26 - Bad words

102 14 69
                                    

                   « Hé, toi !, me précipite-je.

Essoufflé, j'arrive à sa hauteur.

— Toi, le vétéran !

Le Major Grön lève ses yeux fatigués vers moi.

— Oh, le fanboy d'Hathanaël. Comment va ?

— Ça roule, mais sûrement moins que toi., désigne-je son fauteuil des yeux.

— Hé, va te faire foutre. Qu'est-ce que tu me veux ?

— Tu m'avais dit que tu étais dans le régiment du Séraphin, pas vrai ? Tu aurais des photographies de cette époque ? Et tu l'as déjà entendu parler de sa famille ?

— Ouais, j'ai des photos. Je ne sais pas s'il est dessus, mais je peux te les vendre si tu veux.

— Ça marche ! Combien tu veux ?

Le Major se frotte le crâne, blasé. Il négocie une belle bouteille de rouge.

— Marché conclu. Viens, je t'emmène. Mais si tu ne me donnes jamais la bouteille, je te fais virer.

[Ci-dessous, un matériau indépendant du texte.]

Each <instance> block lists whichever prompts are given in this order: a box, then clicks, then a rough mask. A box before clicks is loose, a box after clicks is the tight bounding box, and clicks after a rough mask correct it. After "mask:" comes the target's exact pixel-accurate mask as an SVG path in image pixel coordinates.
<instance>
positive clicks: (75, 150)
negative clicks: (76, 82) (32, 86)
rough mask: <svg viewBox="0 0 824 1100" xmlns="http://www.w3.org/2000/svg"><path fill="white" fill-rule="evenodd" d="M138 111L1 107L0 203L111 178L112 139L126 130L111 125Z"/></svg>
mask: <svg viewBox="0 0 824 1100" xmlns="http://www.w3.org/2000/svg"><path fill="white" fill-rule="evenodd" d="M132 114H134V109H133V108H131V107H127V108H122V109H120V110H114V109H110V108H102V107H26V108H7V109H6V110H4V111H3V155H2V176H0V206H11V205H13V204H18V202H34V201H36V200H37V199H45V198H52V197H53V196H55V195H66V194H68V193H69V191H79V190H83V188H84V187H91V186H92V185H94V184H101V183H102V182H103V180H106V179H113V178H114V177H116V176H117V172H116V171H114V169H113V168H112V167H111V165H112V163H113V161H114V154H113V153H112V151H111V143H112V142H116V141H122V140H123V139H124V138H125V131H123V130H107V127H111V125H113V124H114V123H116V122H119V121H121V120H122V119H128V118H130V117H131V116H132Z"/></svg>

Comme si le Séraphin le laisserait me virer. Il ne sait pas à qui il parle.

— Tiens., me tend-il une boîte de sa chambre. C'est tout ce qu'il me reste de cette époque.

— Merci beaucoup, Major.

— Pour ce qui est de sa famille...

Il soupire. La boîte est plus lourde que j'aurais pensé.

— J'ai entendu dire qu'il n'en avait pas. Il vivait chez des gens. Ah, quoique. Son père est en taule, je crois. Je l'ai déjà entendu s'engueuler avec son pote sur ça.

— Oh ! Ils s'engueulaient à quel sujet ?!

— Son père avait demandé à le voir, un type avait apporté un télégramme. Il voulait y aller. Son pote était catégoriquement contre. Il disait qu'il aurait des problèmes, et qu'il avait peur pour lui.

— Et tu sais s'il y est allé ?

— Ouais, il n'y est pas allé.

Oh waw...

Le Séraphin a laissé quelqu'un prendre une décision pour lui...

— Tu connais le nom de son père ?

— Non. Je ne suis pas sa baby-sitter, mec.

— Et tu sais quoi d'autre sur lui ? Tu m'as dit que tu pouvais me donner plein de raisons de le détester. Dis-les-moi toutes.

— Pour commencer, il a buté deux-mille mecs.

— Je le sais, ça. Continue.

— Hé bien... Ce mec détestait tout le monde, pire rabat-joie du régiment. Il tirait toujours la gueule, mais tant que tu ne le faisais pas chier et ne le touchait pas, il ne faisait pas de vagues.

Il n'aimait pas qu'on le touche, hein ?...

— Tu n'as rien d'autre ?

— Jamais connu un type plus égoïste. Il n'en foutait pas une aux corvées, et si tu tombais devant lui il ne te relevait pas. Mais il était tellement flippant, les gars n'osaient pas s'en prendre à lui. Et puis, les rangs étaient moins en tension avant. Avant le Déluge, je veux dire. Les gens étaient moins méfiants.

— Pas surprenant. Autre chose ?

— Je ne sais pas, l'Indien... Si « être un connard et un meurtrier » ne te suffit pas à détester quelqu'un, revois ta morale... J'y réfléchirai et je te tiendrai au courant.